Tutorial: Sorenson Squeeze 9
Squeeze offers great single- and multiple-file encoding performance, excellent quality, and a range of features that other encoders in its class simply can't match. Here's a look at how Squeeze works and how to leverage some of its key features.
Preset Encoding Options
One of Squeeze’s strengths is the breadth of its preset options (Figure 5, below). You have support for multiple audio formats; multiple flavors of Flash, including both VP6 and H.264; and HTML5 video, which I’ll get into later.
Figure 5. Preset encoding options in Squeeze.
Of course, you have support for MPEG-1, MPEG-2, and both the x264 and MainConcept H.264 codecs for maximum quality and encoding flexibility. Squeeze also supports less mainstream, but still relevant formats such as Ogg Audio, WebM, and Windows Media Video also supported. If you’re editing on the Avid platform, you can export in Avid DNxHD, or output in ProRes for editing in Final Cut .
Applying Filters
Squeeze includes many essential filters you can use to make quick changes to your videos, brightness and color adjustments, deinterlacing, timecode passthrough, and watermarking (Figure 6, below).
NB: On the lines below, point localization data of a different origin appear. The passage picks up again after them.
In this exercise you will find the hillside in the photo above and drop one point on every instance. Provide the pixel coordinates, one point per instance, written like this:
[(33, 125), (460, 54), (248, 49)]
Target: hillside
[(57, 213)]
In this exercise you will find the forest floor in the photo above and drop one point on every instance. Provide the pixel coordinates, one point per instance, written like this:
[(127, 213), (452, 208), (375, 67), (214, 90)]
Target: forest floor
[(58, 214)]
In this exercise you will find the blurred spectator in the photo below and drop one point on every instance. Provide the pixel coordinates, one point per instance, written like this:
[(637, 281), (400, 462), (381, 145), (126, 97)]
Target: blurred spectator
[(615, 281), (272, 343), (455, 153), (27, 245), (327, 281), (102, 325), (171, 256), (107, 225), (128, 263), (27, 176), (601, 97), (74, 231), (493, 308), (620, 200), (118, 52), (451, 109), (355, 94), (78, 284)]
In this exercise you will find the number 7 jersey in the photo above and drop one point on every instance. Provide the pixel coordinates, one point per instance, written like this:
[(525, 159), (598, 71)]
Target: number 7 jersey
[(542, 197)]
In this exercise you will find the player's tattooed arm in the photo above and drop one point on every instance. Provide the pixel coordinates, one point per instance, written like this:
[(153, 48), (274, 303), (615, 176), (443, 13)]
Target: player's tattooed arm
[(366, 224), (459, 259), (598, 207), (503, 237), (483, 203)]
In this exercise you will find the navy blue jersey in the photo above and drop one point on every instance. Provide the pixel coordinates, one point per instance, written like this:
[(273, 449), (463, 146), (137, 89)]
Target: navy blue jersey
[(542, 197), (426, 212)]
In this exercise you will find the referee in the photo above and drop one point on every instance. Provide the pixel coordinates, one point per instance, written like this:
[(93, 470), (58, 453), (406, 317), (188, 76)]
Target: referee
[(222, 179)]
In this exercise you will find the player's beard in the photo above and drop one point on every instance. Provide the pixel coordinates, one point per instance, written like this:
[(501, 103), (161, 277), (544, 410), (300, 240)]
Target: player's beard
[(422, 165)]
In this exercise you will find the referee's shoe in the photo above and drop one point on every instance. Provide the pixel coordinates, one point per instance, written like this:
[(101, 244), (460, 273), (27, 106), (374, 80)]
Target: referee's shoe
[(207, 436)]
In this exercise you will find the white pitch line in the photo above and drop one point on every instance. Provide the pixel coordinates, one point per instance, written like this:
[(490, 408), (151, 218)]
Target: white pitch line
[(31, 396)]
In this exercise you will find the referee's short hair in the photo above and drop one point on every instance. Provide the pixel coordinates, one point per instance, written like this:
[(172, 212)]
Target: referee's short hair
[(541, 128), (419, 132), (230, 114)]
You can even access third party VST plug-ins like iZotope’s audio plug-ins.
Figure 6. Choosing filters in the New Filter dialog.
Publishing Your Encoded File
After encoding is finished, you can publish the file to Sorenson 360 (which we’ll discuss in detail later in this article), to an Amazon S3 account, to an FTP site, or to YouTube (Figure 7, below). If you have Squeeze Server installed in your organization, you can send send the job there for offline encoding. These delivery features take the drudgery out of manually uploading files after they’re done encoding.
Figure 7. Publishing options in Squeeze 9.
With those basics covered, let’s look at the features that separate Squeeze from the pack.
Unlimited Parallel Processing
When you’re encoding multiple files to multiple outputs, Squeeze offers parallel processing, which enables you to encode an unlimited number of files simultaneously to get the most out of your multicore CPU (Figure 8, below). Some competing products max out at two simultaneous encodes.
Figure 8. Monitoring multicore processor utilization in Squeeze with multiple encodes afoot. Click the image to see it at full size.
If you need to reserve CPU cycles for other activities, you can control that by adjusting the Compression Systems Load slider under the Advanced tab in the Preferences window (Figure 9, below).
Figure 9. Adjusting the Compression Systems Load slider to reserve CPU cycles for other activities.